Ahora bien, si la identidad de los seres humanos consiste, esencialmente, en esa capacidad de valorar y pensar que les empuja a buscarse en los demás (en formas de vivir que, por extrañas, obligan a evaluar y enriquecer la nuestra; y en razones que, por contrarias, obligan a pensar y mejorar las propias), entonces todos los seres humanos somos iguales. No ya solo porque la capacidad de valorar y pensar (es decir, la capacidad moral y racional) sean comunes a todos los hombres (seamos de donde seamos y hablemos el idioma que hablemos), sino también en cuanto se supone que, para desarrollar nuestro mundo de valores y de ideas, la diferencia no es el término de la identidad humana (como afirma el nacionalista), sino solo el comienzo y el motor de su búsqueda.

Si todos los hombres somos esencialmente iguales, a todos deben corresponderles los mismos derechos y el mismo grado de soberanía política. Restringir esta igualdad en nombre de diferencias y derechos atribuibles a entidades (como los pueblos o naciones) que no solo no son personas, sino que ni siquiera representan rasgos relevantes para la identidad de las mismas, es irracional e inmoral. La justificación del nacionalismo liberal (el originario) no es más que la transferencia de poder y riqueza hacia nuevas élites económicas (legitimada bajo ciertos mitos edénicos). La justificación del (presunto) nacionalismo de izquierdas es (para regocijo de aquellas élites) no más que una increíble confusión entre esos mitos y la realidad, entre las personas y sus orígenes, entre el Pueblo y “mi pueblo”. La justicia es un asunto moral y, por tanto, de personas. Pero los pueblos no tienen moral, tienen costumbres (y la costumbre es solo el referente originario – no el importante – de la palabra “moral”).

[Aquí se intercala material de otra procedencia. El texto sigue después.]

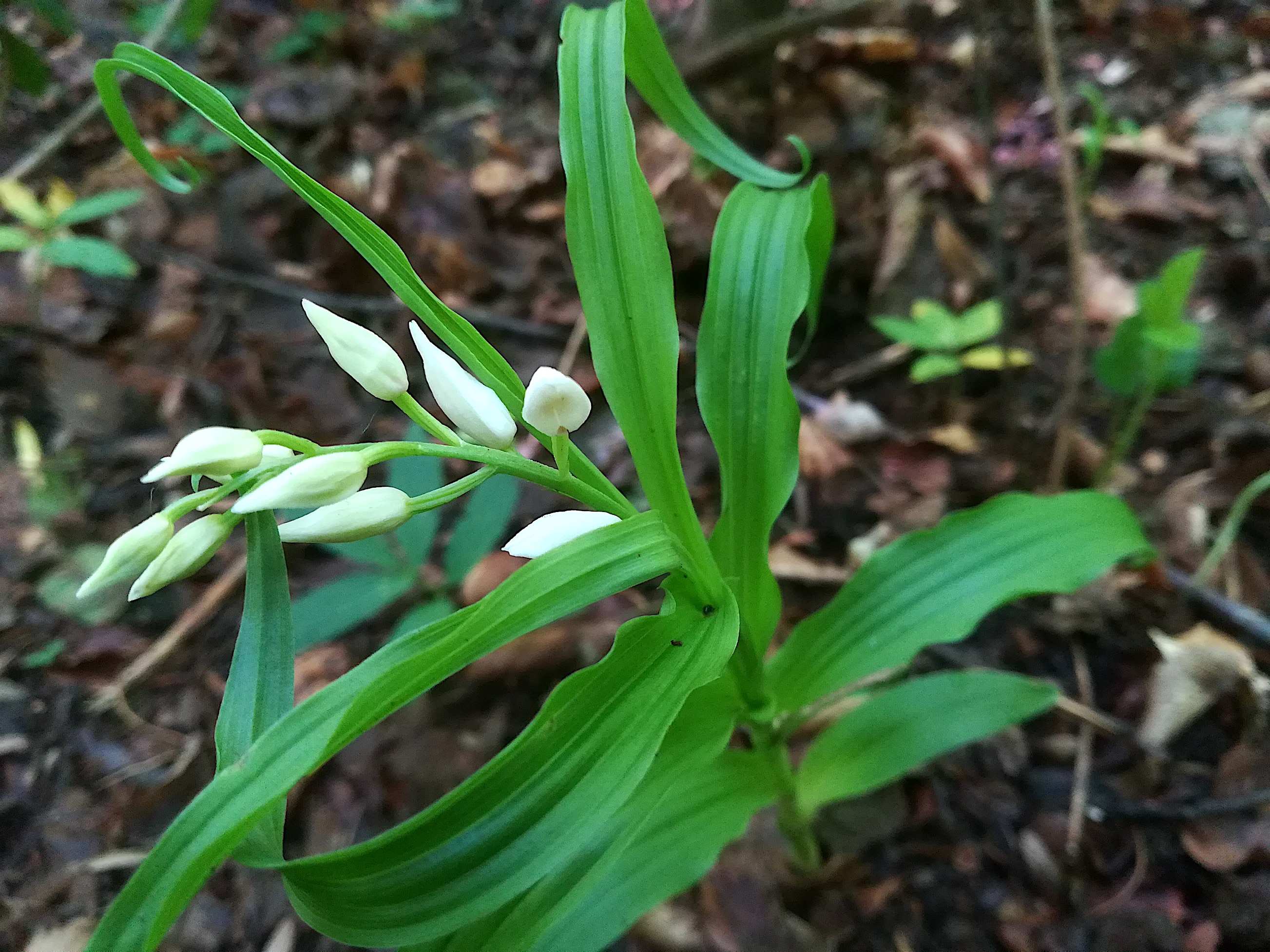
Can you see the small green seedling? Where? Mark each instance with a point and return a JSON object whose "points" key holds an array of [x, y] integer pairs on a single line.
{"points": [[950, 339], [1095, 135], [390, 565], [310, 31], [45, 236], [1155, 351]]}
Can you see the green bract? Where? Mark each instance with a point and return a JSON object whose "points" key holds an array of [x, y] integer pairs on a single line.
{"points": [[627, 785]]}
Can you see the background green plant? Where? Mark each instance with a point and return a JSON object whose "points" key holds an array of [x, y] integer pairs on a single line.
{"points": [[624, 787], [1152, 352], [949, 339]]}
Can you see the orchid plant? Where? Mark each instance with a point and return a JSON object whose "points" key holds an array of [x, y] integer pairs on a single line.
{"points": [[639, 768]]}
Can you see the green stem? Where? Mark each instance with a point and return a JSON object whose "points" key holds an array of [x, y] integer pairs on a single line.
{"points": [[560, 451], [286, 439], [1126, 436], [793, 823], [1231, 527], [503, 461], [427, 422], [451, 492]]}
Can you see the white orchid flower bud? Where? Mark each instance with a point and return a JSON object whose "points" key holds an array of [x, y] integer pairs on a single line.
{"points": [[319, 480], [470, 405], [188, 552], [271, 456], [556, 403], [129, 555], [554, 530], [211, 451], [371, 512], [364, 355]]}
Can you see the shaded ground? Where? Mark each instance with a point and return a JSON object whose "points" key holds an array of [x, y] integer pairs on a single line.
{"points": [[445, 133]]}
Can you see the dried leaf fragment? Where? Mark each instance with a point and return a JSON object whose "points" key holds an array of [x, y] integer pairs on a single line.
{"points": [[1195, 669]]}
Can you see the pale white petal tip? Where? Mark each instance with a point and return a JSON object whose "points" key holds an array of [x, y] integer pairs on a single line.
{"points": [[554, 530], [556, 403], [470, 405], [363, 353]]}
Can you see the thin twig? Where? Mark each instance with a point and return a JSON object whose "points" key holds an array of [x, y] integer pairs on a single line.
{"points": [[89, 108], [115, 695], [877, 362], [1076, 244], [766, 36], [1246, 620], [1193, 810], [1084, 754], [1141, 862], [359, 304]]}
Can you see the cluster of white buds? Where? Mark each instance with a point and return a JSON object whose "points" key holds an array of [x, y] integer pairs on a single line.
{"points": [[153, 555]]}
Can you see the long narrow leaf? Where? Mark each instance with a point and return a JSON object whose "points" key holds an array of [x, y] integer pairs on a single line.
{"points": [[598, 564], [621, 262], [760, 284], [374, 244], [904, 726], [935, 586], [259, 689], [527, 812], [653, 74]]}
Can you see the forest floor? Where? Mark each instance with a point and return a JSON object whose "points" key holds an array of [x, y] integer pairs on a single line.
{"points": [[945, 186]]}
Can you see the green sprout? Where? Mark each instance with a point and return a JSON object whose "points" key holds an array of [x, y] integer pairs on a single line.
{"points": [[949, 341], [45, 238], [1155, 351]]}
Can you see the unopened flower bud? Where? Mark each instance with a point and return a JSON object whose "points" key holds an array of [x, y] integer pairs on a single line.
{"points": [[129, 555], [319, 480], [470, 405], [556, 403], [364, 355], [371, 512], [271, 456], [211, 451], [554, 530], [188, 552]]}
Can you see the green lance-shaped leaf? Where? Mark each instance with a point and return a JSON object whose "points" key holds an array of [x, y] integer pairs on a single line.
{"points": [[259, 689], [902, 728], [370, 240], [534, 806], [621, 262], [596, 565], [760, 284], [935, 586], [694, 800], [101, 205], [89, 254], [653, 74]]}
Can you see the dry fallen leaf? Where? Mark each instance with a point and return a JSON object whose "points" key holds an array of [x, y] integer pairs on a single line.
{"points": [[72, 937], [1109, 299], [1194, 670], [961, 261], [788, 563], [961, 152], [1152, 144], [850, 420], [906, 194], [1222, 843], [818, 454], [319, 667]]}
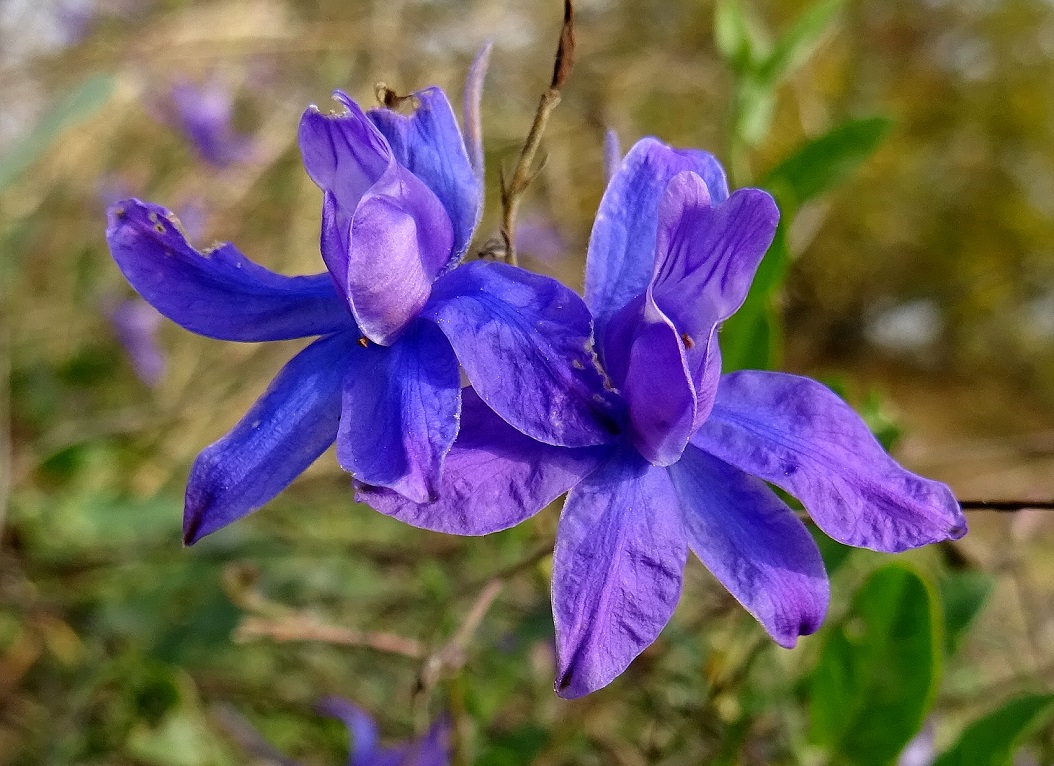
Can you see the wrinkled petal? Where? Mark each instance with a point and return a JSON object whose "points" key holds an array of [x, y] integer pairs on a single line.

A la luz de este cosmopolitismo alérgico a nacionalismos, y que aún sueña con una humanidad sin fronteras ni naciones, es como hay que entender la expresión de Sánchez Adalid: “Gracias a Dios, los extremeños no tenemos identidad (…)”. Al fin y al cabo, el cosmopolitismo es una suerte de ecumenismo secularizado (Jesús es también sacerdote). Y este, el ecumenismo cristiano, una (con)versión evangélica del humanismo griego. Ese del que aún no hemos acabado de convencer (quizás estábamos muy ocupados colonizándolos) a Asterix y Obelix, esos simpáticos galos independentistas.